What’s Up With the Epigraph?

Epigraphs are like little appetizers to the great entrée of a story. They illuminate important aspects of the story, and they get us headed in the right direction.

Epigraph 1: Rumi

Ahmed opens her work with a reference to the sound of the reed pipe that she remembers from her early childhood days at Ain Shams. It has a mournful sound to it, as though the instrument yearns for a return to the soil from which it grew. The image of the reed pipe becomes a powerful metaphor for the process of remembering: it's a difficult process, often full of sorrow and yearning to get back to the beginning.

But Rumi's poem tells us something else: if you're going to listen to the song of the reed pipe—really listen to that sorrow and yearning—you're going to have to be willing to dedicate yourself to it. Ahmed's pursuit of memory and meaning requires her to look at her past and the people in it with a careful, untainted eye.

That's a tall order because things past shape who we are in the present. It's hard to see the past without all the baggage that we bring from our experience and education.

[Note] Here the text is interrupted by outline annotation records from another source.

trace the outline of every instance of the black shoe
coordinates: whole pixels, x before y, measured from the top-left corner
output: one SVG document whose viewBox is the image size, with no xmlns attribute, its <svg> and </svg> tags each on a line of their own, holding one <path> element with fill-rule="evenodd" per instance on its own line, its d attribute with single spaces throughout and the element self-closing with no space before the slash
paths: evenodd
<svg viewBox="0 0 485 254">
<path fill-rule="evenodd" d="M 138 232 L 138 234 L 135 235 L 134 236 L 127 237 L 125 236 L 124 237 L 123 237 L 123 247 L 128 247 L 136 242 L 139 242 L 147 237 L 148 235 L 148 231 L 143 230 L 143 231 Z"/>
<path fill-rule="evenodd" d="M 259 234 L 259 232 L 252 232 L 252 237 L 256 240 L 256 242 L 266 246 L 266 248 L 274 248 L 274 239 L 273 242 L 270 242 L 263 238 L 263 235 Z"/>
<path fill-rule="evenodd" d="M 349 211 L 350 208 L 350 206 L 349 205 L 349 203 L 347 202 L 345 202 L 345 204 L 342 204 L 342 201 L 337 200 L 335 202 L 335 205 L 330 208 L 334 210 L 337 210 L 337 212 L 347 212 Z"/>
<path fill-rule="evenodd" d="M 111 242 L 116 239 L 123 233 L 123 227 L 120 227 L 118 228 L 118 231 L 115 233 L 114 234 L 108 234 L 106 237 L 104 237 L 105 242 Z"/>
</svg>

Epigraph 2: From Meiling Jin's Strangers in a Hostile Landscape

Meiling Jin speaks of the effects of colonialism on local populations. She highlights some of the more insidious practices of imperial powers: seizing land and leasing it back; allowing local people to produce raw materials but not to develop industry; offering a sham independence from one kind of oppressive rule only to bring on another.

She also mentions a popular path for people living under such conditions: going into exile, looking for stability in a foreign and most likely hostile land. Life as an immigrant might provide some relief from colonial injustice—at least on the surface—but it also opens up a lifetime of harassment and blame.

For Meiling Jin, there is one remedy: flying below the radar. The problem implicit in that? When you're invisible, you don't always count.